Veterans entering the civilian jobs market can face hurdles

Despite often having more experience and education than their civilian counterparts, vets still struggle to land good jobs.
By: | November 11, 2019 • 3 min read

During my time in the military, one of the various jobs I had was working as a single-channel radio operator in a “RATT rig”—essentially, a big metal box crammed with radio equipment mounted on the back of a Humvee. There is no analogous job in the civilian word; none, at least, that I’ve ever heard of. Nevertheless, in the course of these and other jobs, I did learn about serving as part of a team, some leadership responsibilities and the fine art of working with people from wildly different backgrounds.

Many veterans struggle with translating their military experience into a civilian-sector job. Helping to maintain equipment on a battleship, for example, has no obvious equivalent in the private-sector economy. A number of initiatives have been undertaken in recent years to help vets in this regard, including Monster’s “Military Skills Translator,” which is designed to translate the skills acquired in an M.O.S. (military occupational specialty) into civilian equivalents.

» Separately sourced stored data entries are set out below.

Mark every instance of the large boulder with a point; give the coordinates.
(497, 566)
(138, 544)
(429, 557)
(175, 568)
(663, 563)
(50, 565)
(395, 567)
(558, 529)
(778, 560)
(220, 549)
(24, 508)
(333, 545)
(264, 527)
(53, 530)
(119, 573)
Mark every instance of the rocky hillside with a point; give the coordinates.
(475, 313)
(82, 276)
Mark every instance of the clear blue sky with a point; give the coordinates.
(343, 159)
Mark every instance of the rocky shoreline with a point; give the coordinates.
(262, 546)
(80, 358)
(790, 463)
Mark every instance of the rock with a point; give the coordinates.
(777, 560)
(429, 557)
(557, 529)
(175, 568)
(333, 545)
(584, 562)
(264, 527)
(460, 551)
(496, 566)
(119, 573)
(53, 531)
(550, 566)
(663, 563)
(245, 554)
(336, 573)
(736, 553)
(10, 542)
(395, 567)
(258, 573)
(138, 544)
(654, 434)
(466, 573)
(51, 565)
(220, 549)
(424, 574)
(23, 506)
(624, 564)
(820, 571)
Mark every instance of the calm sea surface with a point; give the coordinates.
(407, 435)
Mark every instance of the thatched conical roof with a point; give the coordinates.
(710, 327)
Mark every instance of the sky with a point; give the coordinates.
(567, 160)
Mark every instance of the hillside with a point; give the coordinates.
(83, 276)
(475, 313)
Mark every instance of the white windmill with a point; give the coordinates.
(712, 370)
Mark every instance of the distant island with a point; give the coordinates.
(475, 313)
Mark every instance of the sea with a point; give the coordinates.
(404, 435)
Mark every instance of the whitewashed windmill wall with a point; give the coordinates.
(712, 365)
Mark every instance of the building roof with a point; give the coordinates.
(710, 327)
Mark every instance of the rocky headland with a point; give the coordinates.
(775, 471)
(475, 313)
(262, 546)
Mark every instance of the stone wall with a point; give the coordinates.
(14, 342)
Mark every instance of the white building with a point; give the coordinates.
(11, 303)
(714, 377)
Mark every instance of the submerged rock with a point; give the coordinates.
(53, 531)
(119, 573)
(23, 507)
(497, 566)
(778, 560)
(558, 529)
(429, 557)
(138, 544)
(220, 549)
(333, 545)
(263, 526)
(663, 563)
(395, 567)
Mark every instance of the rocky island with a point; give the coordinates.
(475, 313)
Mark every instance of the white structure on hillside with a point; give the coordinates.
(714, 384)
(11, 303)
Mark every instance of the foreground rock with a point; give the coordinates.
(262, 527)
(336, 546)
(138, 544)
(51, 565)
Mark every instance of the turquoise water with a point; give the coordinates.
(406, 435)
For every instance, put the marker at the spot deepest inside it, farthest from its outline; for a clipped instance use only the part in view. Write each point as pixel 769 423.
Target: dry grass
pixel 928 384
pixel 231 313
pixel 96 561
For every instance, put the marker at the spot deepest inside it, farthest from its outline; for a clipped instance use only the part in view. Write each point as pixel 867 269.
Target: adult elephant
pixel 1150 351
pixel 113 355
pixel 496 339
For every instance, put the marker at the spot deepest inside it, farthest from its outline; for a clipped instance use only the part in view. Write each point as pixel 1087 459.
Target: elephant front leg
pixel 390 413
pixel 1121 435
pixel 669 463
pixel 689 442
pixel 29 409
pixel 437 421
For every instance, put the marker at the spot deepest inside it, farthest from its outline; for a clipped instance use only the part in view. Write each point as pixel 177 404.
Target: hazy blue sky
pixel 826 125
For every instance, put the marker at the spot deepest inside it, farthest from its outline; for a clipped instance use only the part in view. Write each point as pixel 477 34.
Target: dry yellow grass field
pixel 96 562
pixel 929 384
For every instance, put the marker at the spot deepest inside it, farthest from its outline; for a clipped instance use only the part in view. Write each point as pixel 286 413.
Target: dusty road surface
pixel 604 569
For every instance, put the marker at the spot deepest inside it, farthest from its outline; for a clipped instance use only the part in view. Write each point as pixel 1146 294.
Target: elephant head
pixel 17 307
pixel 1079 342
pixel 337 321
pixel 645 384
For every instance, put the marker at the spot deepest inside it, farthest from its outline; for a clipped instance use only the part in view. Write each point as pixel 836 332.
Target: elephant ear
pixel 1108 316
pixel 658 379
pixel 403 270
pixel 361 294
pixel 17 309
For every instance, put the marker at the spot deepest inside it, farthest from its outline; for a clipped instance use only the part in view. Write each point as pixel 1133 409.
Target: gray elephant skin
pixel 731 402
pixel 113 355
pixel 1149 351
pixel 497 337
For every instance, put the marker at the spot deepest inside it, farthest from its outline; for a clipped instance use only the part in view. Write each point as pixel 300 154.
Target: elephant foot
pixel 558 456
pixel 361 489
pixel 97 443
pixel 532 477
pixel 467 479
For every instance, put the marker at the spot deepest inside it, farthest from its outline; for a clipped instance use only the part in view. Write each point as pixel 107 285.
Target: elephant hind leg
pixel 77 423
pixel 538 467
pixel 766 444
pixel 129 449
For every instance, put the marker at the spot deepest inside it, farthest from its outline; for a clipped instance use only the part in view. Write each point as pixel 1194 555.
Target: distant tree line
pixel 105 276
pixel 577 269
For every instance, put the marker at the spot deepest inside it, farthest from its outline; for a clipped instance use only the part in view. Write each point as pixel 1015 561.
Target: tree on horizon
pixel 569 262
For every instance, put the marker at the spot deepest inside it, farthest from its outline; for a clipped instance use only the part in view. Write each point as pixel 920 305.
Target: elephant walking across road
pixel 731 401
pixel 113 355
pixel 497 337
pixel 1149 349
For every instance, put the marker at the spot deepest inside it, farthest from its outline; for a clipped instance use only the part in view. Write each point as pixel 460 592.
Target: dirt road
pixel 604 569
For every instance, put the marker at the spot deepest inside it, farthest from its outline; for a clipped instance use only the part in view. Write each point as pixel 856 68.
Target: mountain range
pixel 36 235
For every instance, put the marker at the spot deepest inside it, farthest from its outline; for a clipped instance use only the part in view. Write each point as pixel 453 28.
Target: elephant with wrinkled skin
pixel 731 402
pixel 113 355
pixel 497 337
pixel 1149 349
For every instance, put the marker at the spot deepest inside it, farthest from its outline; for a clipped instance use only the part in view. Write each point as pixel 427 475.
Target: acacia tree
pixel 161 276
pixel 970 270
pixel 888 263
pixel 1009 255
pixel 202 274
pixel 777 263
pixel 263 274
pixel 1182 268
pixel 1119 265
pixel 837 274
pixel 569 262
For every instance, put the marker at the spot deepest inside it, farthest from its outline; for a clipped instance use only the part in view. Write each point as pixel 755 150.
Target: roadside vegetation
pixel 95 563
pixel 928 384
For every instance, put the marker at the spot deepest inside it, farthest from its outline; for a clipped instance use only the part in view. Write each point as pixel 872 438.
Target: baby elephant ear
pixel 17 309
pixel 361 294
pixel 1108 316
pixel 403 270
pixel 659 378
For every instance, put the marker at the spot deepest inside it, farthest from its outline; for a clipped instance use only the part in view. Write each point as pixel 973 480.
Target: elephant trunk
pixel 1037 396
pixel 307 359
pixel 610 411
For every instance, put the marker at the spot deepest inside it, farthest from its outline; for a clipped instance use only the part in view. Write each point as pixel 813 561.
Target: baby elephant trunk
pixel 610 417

The unemployment rate among veterans today is lower than that for the general population. Even so, finding jobs that match up with their skills and experience is often a challenge. LinkedIn’s 2019 Veteran’s Opportunity Report finds that, despite having four or more years of experience than civilians applying for the same role, vets with degrees are less likely to land the job. They’re also 70% more likely to take a step back in seniority when moving into the civilian workforce. The survey finds that, in industries such as accounting, where veterans are 11% more likely to apply, they’re 62% less likely to be hired.

LinkedIn recently profiled Ritchie Thomas, a former encryption specialist in the Army whose six years of service included helping Special Forces units rescue POWs in Colombia. After getting out, Thomas was certain his skills and experience would help him land a decent job, but he was in for a rude awakening: After sending out 50 copies of his resume and getting nothing, he took a low-level job swapping out printer cartridges that paid $14 an hour—a far cry from his original goal of working as an IT manager.

“It was a nightmare,” said Thomas, who eventually landed a much better job. “I hated every part of that first job. I felt so mediocre.”